You are viewing a plain text version of this content. The canonical link for it is here.
Posted to dev@harmony.apache.org by Mark Hindess <ma...@googlemail.com> on 2007/10/17 20:34:15 UTC

Re: [classlib][icu] Bringing ICU level up to 3.8

On 17 October 2007 at 16:32, Tim Ellison <t....@gmail.com> wrote:
> Tim Ellison wrote:
> > (Left as an exercise for the reader <g>)
> 
> Feeling a bit guilty about the cop-out...

And so you should ;-)

> I slightly modified Alexei's test case to
>  - include some warm-up encode/decode loops to get the methods
>    jitted to a reasonable level,
>  - read the data into a direct byte buffer, and then into a
>    'regular' byte buffer, e.g. one allocated in the Java heap,
>  - I then looked at the effect of converting a short string (129 chars)

I'd have gone with the following 110 character string myself:

  "I took a speed-reading course and read War and Peace in twenty
  minutes.  It involves Russia." - Woody Allen.
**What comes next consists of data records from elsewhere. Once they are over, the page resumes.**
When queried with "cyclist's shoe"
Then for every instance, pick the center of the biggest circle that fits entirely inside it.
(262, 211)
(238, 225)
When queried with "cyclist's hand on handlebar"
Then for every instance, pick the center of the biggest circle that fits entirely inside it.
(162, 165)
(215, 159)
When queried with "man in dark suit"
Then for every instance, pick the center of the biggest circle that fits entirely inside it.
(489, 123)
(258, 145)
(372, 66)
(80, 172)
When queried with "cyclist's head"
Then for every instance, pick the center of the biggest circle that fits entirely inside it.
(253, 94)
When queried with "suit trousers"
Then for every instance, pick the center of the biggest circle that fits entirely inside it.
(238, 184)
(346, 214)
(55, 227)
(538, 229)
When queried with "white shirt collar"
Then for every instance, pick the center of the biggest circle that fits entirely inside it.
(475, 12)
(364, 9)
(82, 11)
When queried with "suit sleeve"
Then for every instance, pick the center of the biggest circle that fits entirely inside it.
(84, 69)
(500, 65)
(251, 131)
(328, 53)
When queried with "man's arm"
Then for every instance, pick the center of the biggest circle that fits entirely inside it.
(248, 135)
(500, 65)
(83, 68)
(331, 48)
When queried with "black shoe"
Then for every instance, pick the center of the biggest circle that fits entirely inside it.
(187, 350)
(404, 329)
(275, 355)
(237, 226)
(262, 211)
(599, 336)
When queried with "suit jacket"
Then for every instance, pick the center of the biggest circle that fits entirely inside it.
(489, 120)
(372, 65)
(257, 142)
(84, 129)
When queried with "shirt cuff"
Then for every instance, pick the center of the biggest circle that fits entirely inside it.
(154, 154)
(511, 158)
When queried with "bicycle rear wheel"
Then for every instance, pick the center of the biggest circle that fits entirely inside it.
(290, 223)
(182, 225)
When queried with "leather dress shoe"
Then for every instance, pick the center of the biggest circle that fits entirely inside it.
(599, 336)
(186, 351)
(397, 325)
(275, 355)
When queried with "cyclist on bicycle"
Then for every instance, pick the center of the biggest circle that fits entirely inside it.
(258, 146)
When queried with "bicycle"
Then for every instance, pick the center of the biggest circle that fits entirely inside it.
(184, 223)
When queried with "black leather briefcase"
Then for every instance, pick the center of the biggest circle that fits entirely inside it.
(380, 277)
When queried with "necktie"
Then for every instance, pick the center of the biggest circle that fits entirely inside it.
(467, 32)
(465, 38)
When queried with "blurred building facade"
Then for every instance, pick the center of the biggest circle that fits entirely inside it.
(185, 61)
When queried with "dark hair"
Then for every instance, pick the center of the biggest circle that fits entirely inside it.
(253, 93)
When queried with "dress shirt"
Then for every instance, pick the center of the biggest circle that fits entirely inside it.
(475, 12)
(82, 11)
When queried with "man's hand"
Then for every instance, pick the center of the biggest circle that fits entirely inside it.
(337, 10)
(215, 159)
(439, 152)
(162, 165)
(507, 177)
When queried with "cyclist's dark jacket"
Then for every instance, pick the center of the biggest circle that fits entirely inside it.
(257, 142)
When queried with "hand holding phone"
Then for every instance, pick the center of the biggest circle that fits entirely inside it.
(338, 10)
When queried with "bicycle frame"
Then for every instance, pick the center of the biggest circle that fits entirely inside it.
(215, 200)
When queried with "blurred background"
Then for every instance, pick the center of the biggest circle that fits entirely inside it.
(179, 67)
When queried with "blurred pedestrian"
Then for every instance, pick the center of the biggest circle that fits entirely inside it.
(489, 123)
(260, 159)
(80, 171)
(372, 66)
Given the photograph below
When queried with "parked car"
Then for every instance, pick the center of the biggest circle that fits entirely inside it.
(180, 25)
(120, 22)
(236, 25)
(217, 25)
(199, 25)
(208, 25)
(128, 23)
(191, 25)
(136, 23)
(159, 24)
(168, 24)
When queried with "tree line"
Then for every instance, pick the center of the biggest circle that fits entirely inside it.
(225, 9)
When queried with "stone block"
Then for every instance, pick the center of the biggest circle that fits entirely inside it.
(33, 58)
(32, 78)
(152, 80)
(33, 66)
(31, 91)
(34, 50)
> I was running this on the IBM VME, and here's what I got (below).
>
> Interestingly the Java decoder was faster on the long string than the
> native code.  The others are sufficiently similar to imply to me that
> we should just keep it all in Java.

You mean remove the heuristic and remove the intel-contributed native
code?  I guess that seems reasonable given these results; it would
enable us to reduce the size of the code base (and jre footprint
as discussed elsewhere) and concentrate our efforts on the java
implementation.

Of course, this is rather dependent on us being able to achieve similar
results on DRLVM - so it would be interesting to see these results for
that VM too.

Regards,
 Mark.

> === long string
> 
> Read chars = 3285165
> 10 loops warm up
> 10 loops timed
> 
> Direct ByteBuffer
> 
> Built-in
> <org.apache.harmony.niochar.charset.CP_1251$Decoder> Decoding time: 781
> millis
> <org.apache.harmony.niochar.charset.CP_1251$Encoder> Encoding time: 571
> millis
> 
> 
> Java Heap Byte Buffer
> 
> Built-in
> <org.apache.harmony.niochar.charset.CP_1251$Decoder> Decoding time: 430
> millis
> <org.apache.harmony.niochar.charset.CP_1251$Encoder> Encoding time: 521
> millis
> 
> 
> === short string
> 
> Read chars = 129
> 1000 loops warm-up
> 10000 loops timed
> 
> 
> Direct ByteBuffer
> 
> Built-in
> <org.apache.harmony.niochar.charset.CP_1251$Decoder> Decoding time: 10
> millis
> <org.apache.harmony.niochar.charset.CP_1251$Encoder> Encoding time: 0 millis
> 
> 
> Java Heap Byte Buffer
> 
> Built-in
> <org.apache.harmony.niochar.charset.CP_1251$Decoder> Decoding time: 10
> millis
> <org.apache.harmony.niochar.charset.CP_1251$Encoder> Encoding time: 0 millis
> 



Re: [classlib][icu] Bringing ICU level up to 3.8

Posted by Tim Ellison <t....@gmail.com>.
Mark Hindess wrote:
> On 17 October 2007 at 16:32, Tim Ellison <t....@gmail.com> wrote:
>> Tim Ellison wrote:
>> I was running this on the IBM VME, and here's what I got (below).
>>
>> Interestingly the Java decoder was faster on the long string than the
>> native code.  The others are sufficiently similar to imply to me that
>> we should just keep it all in Java.
> 
> You mean remove the heuristic and remove the intel-contributed native
> code?  I guess that seems reasonable given these results; it would
> enable us to reduce the size of the code base (and jre footprint
> as discussed elsewhere) and concentrate our efforts on the java
> implementation.

Well I'm not quite there yet.  I was running on the IBM VME and only did
a modicum of testing on my uniprocessor laptop, so I would expect to get
a more compelling case before discarding any existing code.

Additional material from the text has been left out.